Outra importante contribuição à História da Educação oportunizada pelo livro está nas observações acerca das origens sociais dos universitários portugueses durante o século XX (p. 31 e ss.). Rosas e Sizifredo, apresentando dados que delineiam um perfil fortemente elitista da universidade portuguesa no período, oferecem uma reflexão fundamental sobre os possíveis motivos pelos quais, a despeito da aplicação de medidas repressivas contra algumas dezenas de docentes e pesquisadores universitários, a maior parte dos membros daquele campo não apenas silenciou diante do regime salazarista, mas, em não raros casos, ofereceu seu apoio ativo e integrou altos cargos estatais. Mais um ponto de semelhança entre a Ditadura Militar e o Estado Novo em Portugal e a Ditadura Civil-Militar no Brasil.
Em suma, é notável a importância da obra, como estudo histórico e como crucial subsídio para os movimentos em defesa da memória dos perseguidos políticos portugueses do século XX. Os aspectos formais aqui criticados são evidentemente secundários, em nada prejudicando a significativa contribuição que Rosas e Sizifredo oferecem ao público interessado nos debates sobre o passado recente de Portugal.
Resenhista
Jaime Valim Mansan – Doutorando do PPGH/PUC/RS, Porto Alegre/RS, Brasil. Bolsista CNPq. E-mail: jaimemansan@gmail.com
Referências desta Resenha
ROSAS, Fernando; SIZIFREDO, Cristina.

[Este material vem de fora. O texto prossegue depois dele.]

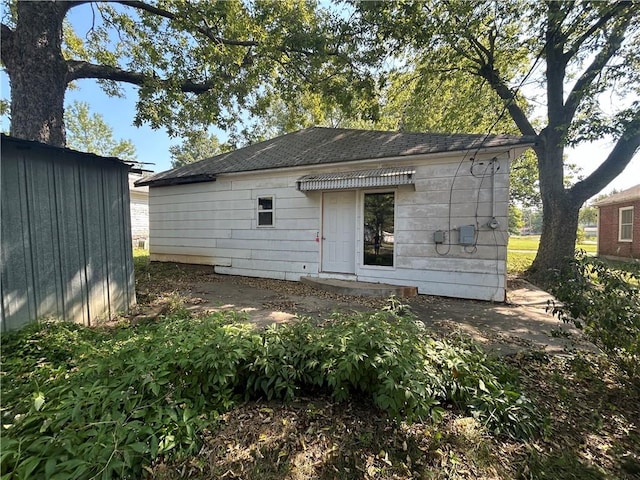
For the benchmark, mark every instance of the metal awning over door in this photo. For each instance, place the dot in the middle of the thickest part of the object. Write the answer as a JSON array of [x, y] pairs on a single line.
[[380, 177]]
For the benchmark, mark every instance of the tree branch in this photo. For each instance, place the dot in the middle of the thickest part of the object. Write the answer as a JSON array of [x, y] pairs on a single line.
[[207, 32], [576, 45], [6, 44], [616, 162], [580, 89], [505, 93], [80, 69]]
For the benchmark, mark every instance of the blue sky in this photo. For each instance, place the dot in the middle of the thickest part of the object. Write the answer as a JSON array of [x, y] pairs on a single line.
[[153, 145]]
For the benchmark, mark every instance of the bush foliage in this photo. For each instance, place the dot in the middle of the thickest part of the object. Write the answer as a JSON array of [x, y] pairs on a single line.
[[604, 301], [87, 403]]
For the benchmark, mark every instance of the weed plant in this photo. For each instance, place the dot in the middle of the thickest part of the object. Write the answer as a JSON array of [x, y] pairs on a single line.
[[87, 403], [604, 301]]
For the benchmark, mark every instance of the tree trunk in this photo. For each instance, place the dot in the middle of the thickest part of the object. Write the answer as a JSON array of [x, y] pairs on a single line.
[[37, 73], [560, 209]]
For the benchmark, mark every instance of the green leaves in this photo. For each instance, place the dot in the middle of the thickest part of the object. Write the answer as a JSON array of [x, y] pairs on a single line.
[[121, 398], [605, 302], [90, 133]]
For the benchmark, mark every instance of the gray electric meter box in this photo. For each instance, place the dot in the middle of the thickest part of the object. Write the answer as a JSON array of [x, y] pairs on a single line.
[[467, 234]]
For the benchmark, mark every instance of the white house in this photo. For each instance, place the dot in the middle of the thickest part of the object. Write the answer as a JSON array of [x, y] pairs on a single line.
[[414, 209]]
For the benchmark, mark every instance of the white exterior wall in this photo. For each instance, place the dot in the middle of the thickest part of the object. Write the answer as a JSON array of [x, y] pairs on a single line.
[[215, 223], [139, 215]]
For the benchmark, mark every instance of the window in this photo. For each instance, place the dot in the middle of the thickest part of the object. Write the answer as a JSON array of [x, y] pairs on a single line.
[[265, 211], [625, 224], [379, 225]]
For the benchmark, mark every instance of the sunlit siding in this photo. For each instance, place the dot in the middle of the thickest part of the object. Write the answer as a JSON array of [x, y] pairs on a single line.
[[215, 223]]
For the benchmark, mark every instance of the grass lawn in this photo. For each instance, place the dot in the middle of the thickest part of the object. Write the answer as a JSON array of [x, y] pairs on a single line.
[[531, 242], [521, 252]]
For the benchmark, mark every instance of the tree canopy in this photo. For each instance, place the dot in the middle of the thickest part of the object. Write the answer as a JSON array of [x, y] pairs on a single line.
[[89, 132], [194, 63], [574, 54], [196, 145]]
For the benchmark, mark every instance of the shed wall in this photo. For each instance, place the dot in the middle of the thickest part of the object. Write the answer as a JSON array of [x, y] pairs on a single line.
[[66, 236], [215, 223]]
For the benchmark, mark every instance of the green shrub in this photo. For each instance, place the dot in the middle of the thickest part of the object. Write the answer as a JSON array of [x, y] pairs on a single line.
[[605, 303], [85, 403]]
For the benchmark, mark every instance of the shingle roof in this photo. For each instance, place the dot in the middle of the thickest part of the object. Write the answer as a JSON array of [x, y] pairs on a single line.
[[319, 146], [627, 195]]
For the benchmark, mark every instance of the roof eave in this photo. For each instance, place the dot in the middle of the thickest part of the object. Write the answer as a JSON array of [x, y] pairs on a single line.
[[165, 182]]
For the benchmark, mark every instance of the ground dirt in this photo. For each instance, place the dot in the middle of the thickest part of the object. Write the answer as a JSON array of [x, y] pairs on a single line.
[[520, 323]]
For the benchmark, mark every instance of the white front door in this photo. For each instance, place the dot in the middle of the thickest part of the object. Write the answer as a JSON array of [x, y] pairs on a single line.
[[338, 232]]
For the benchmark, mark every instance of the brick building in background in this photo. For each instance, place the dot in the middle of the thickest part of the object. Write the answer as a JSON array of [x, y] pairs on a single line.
[[619, 225]]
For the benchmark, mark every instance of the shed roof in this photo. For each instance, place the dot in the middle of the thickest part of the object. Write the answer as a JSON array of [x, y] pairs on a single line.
[[27, 144], [627, 195], [320, 146]]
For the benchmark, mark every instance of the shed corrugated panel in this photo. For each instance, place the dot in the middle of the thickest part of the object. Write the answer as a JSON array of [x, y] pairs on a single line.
[[66, 237], [381, 177]]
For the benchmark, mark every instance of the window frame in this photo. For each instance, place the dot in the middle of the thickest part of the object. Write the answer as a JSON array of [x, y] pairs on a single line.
[[272, 211], [621, 211], [364, 193]]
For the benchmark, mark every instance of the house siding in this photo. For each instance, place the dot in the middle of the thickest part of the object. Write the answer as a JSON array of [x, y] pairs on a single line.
[[65, 235], [215, 223], [608, 244]]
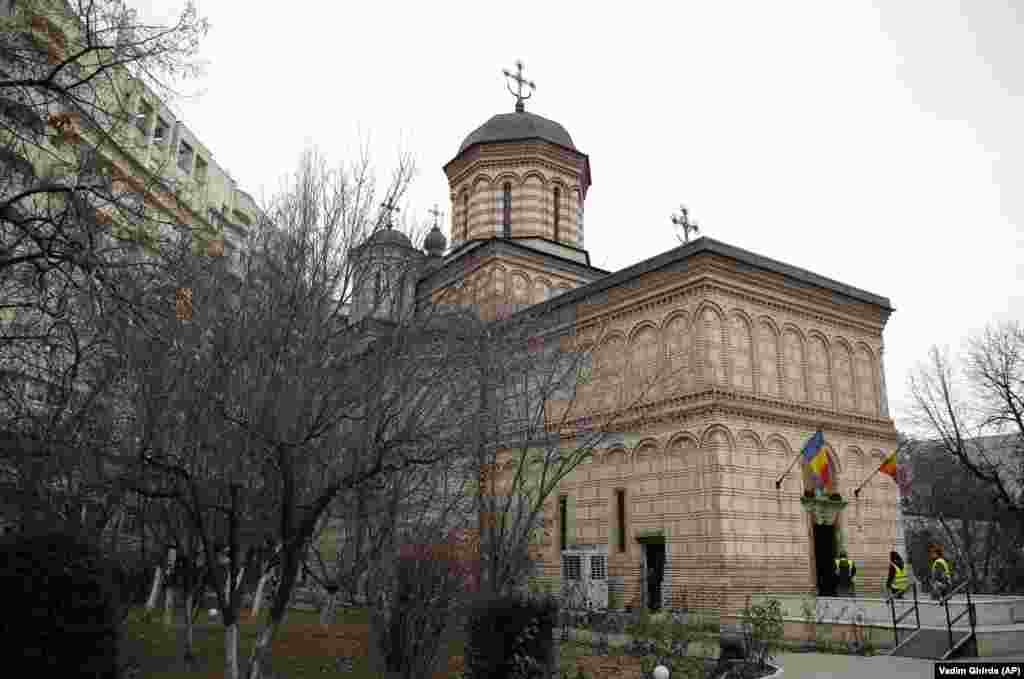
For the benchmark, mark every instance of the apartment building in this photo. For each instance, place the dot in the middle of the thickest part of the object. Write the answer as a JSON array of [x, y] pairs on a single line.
[[94, 135]]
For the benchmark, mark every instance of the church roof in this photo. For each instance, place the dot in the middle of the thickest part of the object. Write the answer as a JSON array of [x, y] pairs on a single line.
[[516, 126], [676, 259], [390, 236]]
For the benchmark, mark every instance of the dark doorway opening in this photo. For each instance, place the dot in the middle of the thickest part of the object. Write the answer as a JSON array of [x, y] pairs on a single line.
[[655, 574], [824, 556]]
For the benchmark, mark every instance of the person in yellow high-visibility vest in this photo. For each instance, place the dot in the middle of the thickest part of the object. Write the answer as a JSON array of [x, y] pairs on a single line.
[[845, 570], [898, 581], [941, 573]]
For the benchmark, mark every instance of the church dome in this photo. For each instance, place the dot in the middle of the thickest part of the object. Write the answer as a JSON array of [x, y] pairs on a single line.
[[390, 237], [435, 243], [515, 126]]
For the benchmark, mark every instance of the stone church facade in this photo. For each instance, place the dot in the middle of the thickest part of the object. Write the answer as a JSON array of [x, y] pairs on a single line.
[[755, 355]]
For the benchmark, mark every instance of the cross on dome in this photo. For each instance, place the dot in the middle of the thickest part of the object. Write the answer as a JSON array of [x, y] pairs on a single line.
[[519, 81], [388, 207]]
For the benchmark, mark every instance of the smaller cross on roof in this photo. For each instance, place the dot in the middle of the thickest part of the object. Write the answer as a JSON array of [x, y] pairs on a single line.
[[684, 223], [436, 214], [520, 81]]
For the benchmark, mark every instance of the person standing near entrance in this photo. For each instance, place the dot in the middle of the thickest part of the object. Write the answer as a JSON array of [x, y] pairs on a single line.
[[898, 581], [845, 570], [941, 573]]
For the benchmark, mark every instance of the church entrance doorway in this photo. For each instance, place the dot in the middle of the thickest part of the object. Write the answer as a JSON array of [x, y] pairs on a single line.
[[654, 557], [824, 555]]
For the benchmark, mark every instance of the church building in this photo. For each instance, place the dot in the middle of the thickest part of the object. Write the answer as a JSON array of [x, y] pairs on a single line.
[[689, 508]]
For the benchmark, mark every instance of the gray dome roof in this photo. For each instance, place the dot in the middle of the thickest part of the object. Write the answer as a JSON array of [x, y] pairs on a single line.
[[435, 242], [390, 236], [508, 127]]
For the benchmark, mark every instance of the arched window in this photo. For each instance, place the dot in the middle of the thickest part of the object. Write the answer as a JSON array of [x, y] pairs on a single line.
[[507, 210], [558, 210]]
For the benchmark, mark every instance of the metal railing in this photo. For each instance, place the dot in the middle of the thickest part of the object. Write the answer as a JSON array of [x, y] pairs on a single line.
[[969, 610], [896, 621]]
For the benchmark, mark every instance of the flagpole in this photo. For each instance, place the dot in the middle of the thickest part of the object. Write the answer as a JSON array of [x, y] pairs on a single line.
[[778, 483], [856, 493]]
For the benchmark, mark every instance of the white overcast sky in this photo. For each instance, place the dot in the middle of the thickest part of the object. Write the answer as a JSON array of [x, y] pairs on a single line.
[[877, 143]]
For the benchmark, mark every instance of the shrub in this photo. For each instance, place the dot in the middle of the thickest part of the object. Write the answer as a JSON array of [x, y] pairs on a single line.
[[61, 613], [763, 628], [510, 637], [409, 627]]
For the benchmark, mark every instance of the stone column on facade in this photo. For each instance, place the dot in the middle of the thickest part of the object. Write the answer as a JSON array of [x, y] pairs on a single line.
[[884, 395], [900, 533]]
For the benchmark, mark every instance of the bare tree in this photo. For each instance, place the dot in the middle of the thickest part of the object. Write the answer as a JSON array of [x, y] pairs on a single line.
[[956, 406], [965, 514], [970, 472]]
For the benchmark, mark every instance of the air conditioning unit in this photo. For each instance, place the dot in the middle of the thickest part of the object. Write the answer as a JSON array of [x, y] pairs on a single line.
[[585, 576]]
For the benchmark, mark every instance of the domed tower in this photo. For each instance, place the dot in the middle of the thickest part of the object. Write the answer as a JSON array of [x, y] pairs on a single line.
[[518, 175], [386, 267]]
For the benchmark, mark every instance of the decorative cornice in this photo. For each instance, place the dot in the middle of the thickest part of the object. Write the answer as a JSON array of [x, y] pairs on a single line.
[[717, 402]]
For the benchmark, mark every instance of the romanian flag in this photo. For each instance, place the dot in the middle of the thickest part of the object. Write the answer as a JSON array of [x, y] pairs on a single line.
[[816, 458], [888, 465]]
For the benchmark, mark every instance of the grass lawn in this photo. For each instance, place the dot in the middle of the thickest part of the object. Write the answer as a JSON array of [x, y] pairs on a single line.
[[301, 650]]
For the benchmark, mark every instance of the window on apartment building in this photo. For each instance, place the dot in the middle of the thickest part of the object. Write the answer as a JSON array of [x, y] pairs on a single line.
[[507, 210], [563, 520], [143, 117], [184, 157], [201, 169], [243, 217], [621, 518], [160, 131], [558, 210]]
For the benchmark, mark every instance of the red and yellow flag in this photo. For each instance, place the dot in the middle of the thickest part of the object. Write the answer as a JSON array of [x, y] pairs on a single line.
[[888, 465], [816, 459]]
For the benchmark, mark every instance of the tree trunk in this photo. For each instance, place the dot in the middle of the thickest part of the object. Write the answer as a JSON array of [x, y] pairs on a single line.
[[231, 651], [188, 655], [261, 649], [158, 581], [258, 600], [169, 606], [327, 611]]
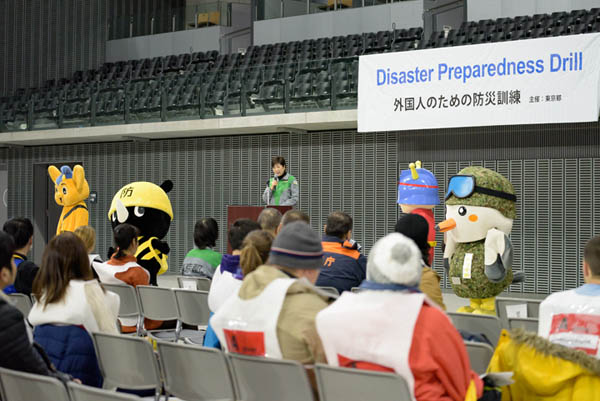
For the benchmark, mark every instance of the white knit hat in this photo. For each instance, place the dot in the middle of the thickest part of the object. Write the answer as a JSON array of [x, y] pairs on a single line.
[[395, 258]]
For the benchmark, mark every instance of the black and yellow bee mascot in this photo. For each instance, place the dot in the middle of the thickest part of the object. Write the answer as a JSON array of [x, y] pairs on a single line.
[[146, 206]]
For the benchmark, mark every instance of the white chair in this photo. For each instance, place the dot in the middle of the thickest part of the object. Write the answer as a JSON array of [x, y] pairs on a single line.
[[157, 303], [194, 283], [532, 307], [130, 304], [480, 355], [262, 379], [79, 392], [489, 326], [17, 386], [22, 302], [195, 373], [346, 384], [526, 323], [127, 362], [192, 309]]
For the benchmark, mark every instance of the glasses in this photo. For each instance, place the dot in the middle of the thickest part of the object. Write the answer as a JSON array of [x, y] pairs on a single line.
[[462, 186]]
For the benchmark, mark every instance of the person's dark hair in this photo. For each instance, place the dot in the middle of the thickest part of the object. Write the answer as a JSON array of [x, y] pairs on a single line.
[[206, 232], [294, 215], [255, 250], [591, 254], [123, 236], [21, 229], [65, 258], [338, 224], [7, 248], [416, 228], [238, 231], [277, 160], [269, 219]]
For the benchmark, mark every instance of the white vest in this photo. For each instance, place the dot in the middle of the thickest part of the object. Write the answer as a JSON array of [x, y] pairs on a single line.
[[573, 320], [372, 326], [250, 326]]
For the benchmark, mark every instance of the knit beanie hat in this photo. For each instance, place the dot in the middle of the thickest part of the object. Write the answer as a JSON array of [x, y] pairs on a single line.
[[395, 259], [297, 246]]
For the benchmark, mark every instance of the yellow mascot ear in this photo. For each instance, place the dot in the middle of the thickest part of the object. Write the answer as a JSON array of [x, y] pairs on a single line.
[[78, 177], [54, 173]]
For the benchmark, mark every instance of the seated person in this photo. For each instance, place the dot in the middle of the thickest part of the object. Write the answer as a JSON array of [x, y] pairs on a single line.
[[228, 276], [21, 230], [71, 304], [572, 318], [273, 313], [343, 264], [123, 268], [17, 352], [87, 234], [406, 333], [202, 260], [269, 220], [416, 228]]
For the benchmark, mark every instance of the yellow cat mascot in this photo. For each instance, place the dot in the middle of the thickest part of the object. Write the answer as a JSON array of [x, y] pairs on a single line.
[[71, 190]]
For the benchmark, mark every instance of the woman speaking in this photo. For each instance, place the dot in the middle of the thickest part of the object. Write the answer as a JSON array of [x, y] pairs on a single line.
[[282, 188]]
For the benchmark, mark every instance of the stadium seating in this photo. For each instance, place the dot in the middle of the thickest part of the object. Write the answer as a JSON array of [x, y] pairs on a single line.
[[313, 74]]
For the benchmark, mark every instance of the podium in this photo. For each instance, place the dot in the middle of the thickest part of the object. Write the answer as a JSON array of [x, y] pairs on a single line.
[[247, 212]]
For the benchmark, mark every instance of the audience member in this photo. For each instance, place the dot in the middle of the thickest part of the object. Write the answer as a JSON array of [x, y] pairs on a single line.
[[228, 276], [279, 301], [21, 230], [123, 268], [416, 228], [16, 350], [203, 260], [71, 304], [255, 250], [391, 326], [291, 216], [343, 265], [572, 318], [87, 234], [269, 220]]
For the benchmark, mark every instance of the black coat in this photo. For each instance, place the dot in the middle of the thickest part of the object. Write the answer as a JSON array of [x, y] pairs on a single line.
[[16, 351]]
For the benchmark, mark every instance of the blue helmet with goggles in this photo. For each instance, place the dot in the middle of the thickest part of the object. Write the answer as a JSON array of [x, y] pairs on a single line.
[[417, 186]]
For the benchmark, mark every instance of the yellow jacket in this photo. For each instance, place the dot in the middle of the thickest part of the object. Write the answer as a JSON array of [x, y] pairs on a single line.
[[545, 371]]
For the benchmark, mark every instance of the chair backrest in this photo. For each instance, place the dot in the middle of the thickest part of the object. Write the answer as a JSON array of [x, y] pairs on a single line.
[[129, 305], [126, 362], [346, 384], [259, 379], [192, 306], [532, 306], [79, 392], [195, 373], [22, 302], [478, 324], [157, 303], [26, 386], [527, 323], [480, 355], [194, 283], [329, 290]]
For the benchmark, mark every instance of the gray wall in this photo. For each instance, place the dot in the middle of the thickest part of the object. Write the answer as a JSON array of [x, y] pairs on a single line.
[[49, 39], [554, 169], [195, 40], [406, 14], [492, 9]]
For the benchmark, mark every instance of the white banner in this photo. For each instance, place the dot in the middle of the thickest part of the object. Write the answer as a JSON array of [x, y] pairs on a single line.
[[546, 80]]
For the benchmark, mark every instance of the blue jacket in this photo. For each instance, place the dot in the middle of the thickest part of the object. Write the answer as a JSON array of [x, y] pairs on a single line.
[[71, 351], [344, 266]]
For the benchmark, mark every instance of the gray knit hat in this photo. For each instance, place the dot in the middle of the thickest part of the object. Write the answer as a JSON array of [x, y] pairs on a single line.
[[297, 246]]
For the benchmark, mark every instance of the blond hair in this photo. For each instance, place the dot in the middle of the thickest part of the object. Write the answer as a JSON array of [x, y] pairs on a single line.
[[88, 235]]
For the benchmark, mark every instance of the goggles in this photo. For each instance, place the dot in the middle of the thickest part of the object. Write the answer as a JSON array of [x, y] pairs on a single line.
[[462, 186]]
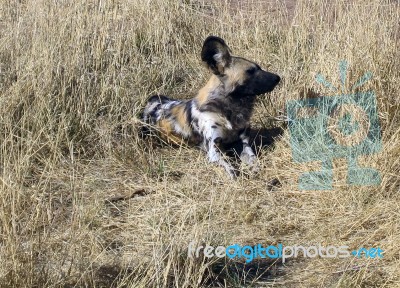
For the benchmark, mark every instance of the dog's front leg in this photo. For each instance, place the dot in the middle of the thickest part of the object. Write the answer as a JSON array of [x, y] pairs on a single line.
[[247, 155], [215, 156]]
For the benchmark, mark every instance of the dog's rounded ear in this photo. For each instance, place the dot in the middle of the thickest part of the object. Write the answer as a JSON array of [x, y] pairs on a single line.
[[216, 54]]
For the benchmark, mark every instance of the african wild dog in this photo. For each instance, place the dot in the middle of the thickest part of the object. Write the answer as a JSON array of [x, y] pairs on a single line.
[[220, 113]]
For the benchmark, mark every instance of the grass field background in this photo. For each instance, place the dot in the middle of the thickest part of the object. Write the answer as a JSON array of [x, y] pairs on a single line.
[[85, 202]]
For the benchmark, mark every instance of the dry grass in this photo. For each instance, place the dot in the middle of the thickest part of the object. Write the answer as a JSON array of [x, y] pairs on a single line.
[[86, 202]]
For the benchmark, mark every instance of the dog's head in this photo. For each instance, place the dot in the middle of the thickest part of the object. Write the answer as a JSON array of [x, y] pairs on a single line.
[[240, 77]]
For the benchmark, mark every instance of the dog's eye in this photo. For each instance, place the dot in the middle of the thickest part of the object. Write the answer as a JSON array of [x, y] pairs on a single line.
[[251, 70]]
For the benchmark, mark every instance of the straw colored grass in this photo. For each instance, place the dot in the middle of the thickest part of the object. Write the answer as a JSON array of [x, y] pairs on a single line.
[[86, 202]]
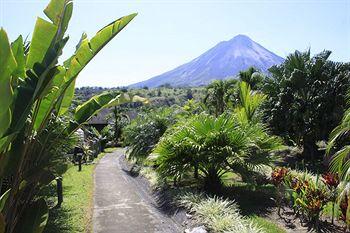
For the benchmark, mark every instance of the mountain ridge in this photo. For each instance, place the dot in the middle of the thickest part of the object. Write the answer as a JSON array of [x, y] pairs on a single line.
[[222, 61]]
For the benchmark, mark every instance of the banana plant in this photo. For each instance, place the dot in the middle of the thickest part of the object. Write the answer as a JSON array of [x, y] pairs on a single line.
[[36, 92]]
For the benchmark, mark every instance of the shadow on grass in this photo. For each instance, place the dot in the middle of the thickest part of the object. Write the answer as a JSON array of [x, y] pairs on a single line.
[[252, 199], [57, 222]]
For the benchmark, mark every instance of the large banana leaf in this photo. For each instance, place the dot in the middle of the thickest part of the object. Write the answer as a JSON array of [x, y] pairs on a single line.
[[18, 52], [94, 105], [7, 66], [63, 94], [3, 199], [2, 223], [86, 51], [48, 102]]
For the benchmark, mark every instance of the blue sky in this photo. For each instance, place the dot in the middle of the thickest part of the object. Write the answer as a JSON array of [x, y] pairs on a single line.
[[166, 34]]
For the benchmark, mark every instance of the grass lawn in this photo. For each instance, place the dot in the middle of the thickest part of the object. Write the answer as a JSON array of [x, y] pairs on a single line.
[[267, 225], [75, 214]]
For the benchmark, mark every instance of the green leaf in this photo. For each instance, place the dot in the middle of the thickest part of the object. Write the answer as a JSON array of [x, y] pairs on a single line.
[[48, 102], [44, 34], [2, 223], [7, 66], [5, 142], [3, 199], [60, 13], [86, 51], [18, 52], [34, 218]]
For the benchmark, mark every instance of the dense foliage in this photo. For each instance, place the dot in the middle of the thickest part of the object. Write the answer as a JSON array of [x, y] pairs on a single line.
[[210, 146], [146, 130], [36, 93], [306, 98]]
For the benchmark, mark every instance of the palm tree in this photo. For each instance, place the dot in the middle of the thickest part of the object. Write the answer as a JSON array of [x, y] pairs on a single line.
[[211, 146], [340, 162], [218, 95]]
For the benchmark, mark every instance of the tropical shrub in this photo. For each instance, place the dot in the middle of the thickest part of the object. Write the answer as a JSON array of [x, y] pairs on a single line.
[[36, 91], [306, 98], [308, 194], [144, 132], [217, 214], [210, 146], [339, 150]]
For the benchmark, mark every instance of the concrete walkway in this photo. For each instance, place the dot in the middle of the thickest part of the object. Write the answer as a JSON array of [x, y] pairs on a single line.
[[120, 205]]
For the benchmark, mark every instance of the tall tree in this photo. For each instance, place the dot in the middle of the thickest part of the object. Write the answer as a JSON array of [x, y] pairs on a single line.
[[36, 92], [306, 98]]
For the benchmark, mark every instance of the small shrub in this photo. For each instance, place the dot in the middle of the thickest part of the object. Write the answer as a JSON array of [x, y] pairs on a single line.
[[217, 214]]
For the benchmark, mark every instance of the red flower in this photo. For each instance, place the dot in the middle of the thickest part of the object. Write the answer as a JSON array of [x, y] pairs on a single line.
[[331, 179], [278, 175]]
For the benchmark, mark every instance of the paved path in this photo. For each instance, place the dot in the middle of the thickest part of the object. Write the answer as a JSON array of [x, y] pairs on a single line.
[[120, 205]]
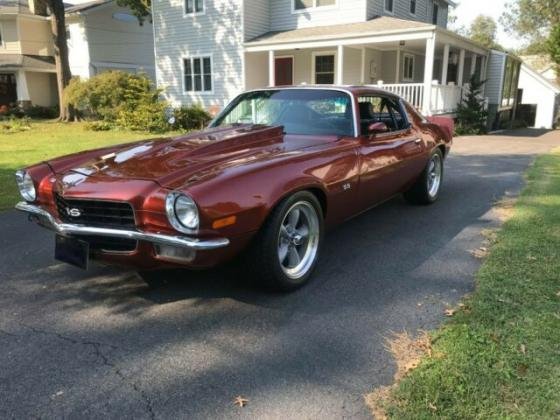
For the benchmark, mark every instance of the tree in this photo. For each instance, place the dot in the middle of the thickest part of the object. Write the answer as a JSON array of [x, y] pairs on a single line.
[[63, 74], [483, 30], [553, 44], [140, 8], [471, 113], [531, 19]]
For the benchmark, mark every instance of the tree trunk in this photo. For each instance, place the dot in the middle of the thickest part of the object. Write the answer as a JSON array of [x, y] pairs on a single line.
[[63, 74]]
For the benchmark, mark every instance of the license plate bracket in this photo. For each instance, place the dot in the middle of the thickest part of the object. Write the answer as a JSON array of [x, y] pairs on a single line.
[[72, 251]]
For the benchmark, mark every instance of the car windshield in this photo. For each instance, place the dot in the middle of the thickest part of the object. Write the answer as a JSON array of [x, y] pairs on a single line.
[[300, 111]]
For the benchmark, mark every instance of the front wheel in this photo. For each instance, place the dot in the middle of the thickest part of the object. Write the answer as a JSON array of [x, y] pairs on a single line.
[[427, 187], [286, 250]]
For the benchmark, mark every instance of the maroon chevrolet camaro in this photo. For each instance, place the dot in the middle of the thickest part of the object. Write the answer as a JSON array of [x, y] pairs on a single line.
[[271, 173]]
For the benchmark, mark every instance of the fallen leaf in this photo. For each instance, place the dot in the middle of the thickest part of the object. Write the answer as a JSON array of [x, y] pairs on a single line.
[[450, 312], [240, 401]]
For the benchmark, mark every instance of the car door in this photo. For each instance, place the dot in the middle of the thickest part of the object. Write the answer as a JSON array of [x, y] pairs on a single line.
[[391, 160]]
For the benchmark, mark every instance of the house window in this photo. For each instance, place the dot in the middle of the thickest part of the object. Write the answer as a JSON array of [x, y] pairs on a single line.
[[312, 4], [389, 6], [408, 73], [324, 69], [413, 7], [435, 14], [197, 74], [194, 6]]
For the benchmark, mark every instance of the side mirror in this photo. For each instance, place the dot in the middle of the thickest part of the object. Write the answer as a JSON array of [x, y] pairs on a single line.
[[377, 128]]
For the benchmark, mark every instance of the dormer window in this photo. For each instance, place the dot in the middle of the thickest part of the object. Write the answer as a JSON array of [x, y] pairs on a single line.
[[302, 5], [194, 7], [389, 6]]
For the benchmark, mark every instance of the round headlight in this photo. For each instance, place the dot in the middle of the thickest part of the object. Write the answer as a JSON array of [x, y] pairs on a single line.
[[26, 186], [182, 212]]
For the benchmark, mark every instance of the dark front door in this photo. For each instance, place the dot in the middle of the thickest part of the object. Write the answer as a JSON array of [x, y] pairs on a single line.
[[284, 71], [8, 92]]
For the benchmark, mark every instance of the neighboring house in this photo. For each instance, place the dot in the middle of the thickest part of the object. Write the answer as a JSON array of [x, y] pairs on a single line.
[[501, 90], [542, 95], [27, 70], [103, 36], [208, 51]]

Estado Novo e Universidade: a perseguição aos professores. Lisboa: Tinta-da-China, 2013. Resenha de: MANSAN, Jaime Valim. Os expurgos de professores universitários em Portugal: da Ditadura Militar ao Estado Novo (1926-1974). Diálogos. Maringá, v. 18, n.1, p. 521-524, jan./abr. 2014. Acessar publicação original [DR]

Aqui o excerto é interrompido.